No Brasil, as assembleias gerais costumam ser dominadas pelos credores financeiros e comerciais. Enquanto que os credores financeiros buscam a recuperação do seu crédito como forma de manter a integridade dos seus balanços patrimoniais, os credores comerciais buscam não apenas a recuperação dos seus créditos, mas também a preservação das relações com os clientes.
A criação de um mercado secundário de dívida deve alterar essa dinâmica, na medida em que, mediante a utilização de complexas estruturas financeiras de securitização, há uma tendência de distanciamento entre o tomador do crédito e aquele que o concedeu.
O mercado secundário de dívida no Brasil hoje é representado não apenas pelos sistemas de negociação de títulos (CETIP e CBLC), mas também por fundos de investimento em "special situations". Esses fundos - também conhecidos como "vulture funds" ou fundos abutres - utilizam-se, dentre outras, de estratégias do tipo "loan to own", adquirindo créditos para convertê-los em capital. Isso para o controle de empresas em processos de recuperação, ou para, mediante o controle das assembleias-gerais de credores, aprovar alternativas de recuperação que criem maior valor para os seus investimentos em créditos não performados.
À medida, portanto, do desenvolvimento do mercado secundário de dívida, a influência dos credores originais em processos de recuperação judicial tende a diminuir, enquanto a influência dos fundos tende a aumentar.
Os credores somente podem objetar no caso de violação a formalidades legais
Os fundos especializados em "special situations" têm um importante papel nas economias modernas ao dar liquidez a créditos podres e proporcionar gestão especializada em situações de crise. Além disso, à medida que adquirem créditos com significativos descontos, os fundos de special situations estão em condições de aceitar maiores descontos em processos de renegociação. Como tal, esses fundos têm uma agenda bastante diferente daquela dos credores originais, privilegiando soluções rápidas para evitar a perda de valor da recuperanda. À medida que o controle da maioria dos votos nas assembleias-gerais de credores permitirem antecipar aprovação de um plano de recuperação, os fundos de special situations podem, inclusive, injetar recursos em empresas em recuperação judicial.
A segurança jurídica em processos de concurso de credores é, portanto, fundamental para o desenvolvimento de um mercado secundário de dívida.
A Lei de Recuperação de Empresas e Falências adotou os princípios do voto majoritário e da soberania das assembleias-gerais de credores. A lei é clara ao estabelecer que, cumpridas as exigências da lei, o juiz concederá a recuperação judicial (na linguagem coloquial, aprovando o plano de recuperação) do devedor cujo plano não tenha sofrido objeção de credores. Os credores, por sua vez, somente podem objetar no caso de violação a formalidades legais ou vícios de qualquer natureza como erro, dolo, coação, fraude, simulação.
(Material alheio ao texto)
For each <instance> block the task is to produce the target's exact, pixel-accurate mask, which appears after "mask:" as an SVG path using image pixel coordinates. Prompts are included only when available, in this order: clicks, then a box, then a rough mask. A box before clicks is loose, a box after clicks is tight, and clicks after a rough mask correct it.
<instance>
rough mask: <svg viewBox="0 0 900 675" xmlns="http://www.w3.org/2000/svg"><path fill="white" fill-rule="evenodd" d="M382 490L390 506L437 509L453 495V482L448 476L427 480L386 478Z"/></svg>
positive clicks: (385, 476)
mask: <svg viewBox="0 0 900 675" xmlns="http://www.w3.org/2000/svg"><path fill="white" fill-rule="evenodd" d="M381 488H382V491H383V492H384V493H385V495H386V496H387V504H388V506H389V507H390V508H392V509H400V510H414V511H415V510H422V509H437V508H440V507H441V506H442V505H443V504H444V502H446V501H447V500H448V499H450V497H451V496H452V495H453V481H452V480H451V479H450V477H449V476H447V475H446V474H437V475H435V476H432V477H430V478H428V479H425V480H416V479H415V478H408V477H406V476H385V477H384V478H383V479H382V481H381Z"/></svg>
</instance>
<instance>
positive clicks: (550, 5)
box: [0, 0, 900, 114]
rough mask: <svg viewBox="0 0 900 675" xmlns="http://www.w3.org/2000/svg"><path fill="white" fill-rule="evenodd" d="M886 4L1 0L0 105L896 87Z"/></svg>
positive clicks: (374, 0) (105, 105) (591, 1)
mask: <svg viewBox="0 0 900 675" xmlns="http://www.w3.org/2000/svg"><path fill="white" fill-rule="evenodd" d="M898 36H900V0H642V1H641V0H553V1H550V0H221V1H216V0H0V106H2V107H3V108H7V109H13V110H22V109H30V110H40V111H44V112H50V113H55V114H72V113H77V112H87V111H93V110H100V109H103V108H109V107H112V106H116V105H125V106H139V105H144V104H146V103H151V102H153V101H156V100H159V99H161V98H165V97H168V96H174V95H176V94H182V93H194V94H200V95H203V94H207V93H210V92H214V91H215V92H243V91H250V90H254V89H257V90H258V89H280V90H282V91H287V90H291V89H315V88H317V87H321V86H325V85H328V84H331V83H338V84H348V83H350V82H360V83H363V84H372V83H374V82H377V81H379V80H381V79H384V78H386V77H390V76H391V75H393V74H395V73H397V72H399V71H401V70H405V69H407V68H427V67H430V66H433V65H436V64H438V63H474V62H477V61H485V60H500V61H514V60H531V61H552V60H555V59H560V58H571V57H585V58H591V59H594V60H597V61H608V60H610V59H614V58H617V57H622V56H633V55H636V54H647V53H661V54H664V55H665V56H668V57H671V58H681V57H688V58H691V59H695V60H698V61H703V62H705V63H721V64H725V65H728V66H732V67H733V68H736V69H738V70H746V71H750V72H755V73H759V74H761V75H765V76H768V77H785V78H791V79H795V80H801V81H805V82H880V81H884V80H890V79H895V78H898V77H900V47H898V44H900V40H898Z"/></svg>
Não obstante, em recentes decisões, o Tribunal de Justiça do Estado de São Paulo (TJ-SP), anulou planos de recuperação judicial aprovados em assembleias-gerais de credores. Segundo o tribunal, prazos de pagamento longos, taxas de juros baixas, ausência de correção monetária ou prazos de carência superiores a dois anos representariam confisco ou enriquecimento ilícito.
Diante das decisões acima, ao menos que o Judiciário defina de forma clara e precisa quais as condições financeiras que seriam aceitáveis - o que não é tarefa fácil em uma economia de mercado - estará criado um clima de instabilidade e incerteza para investidores no mercado secundário de dívida.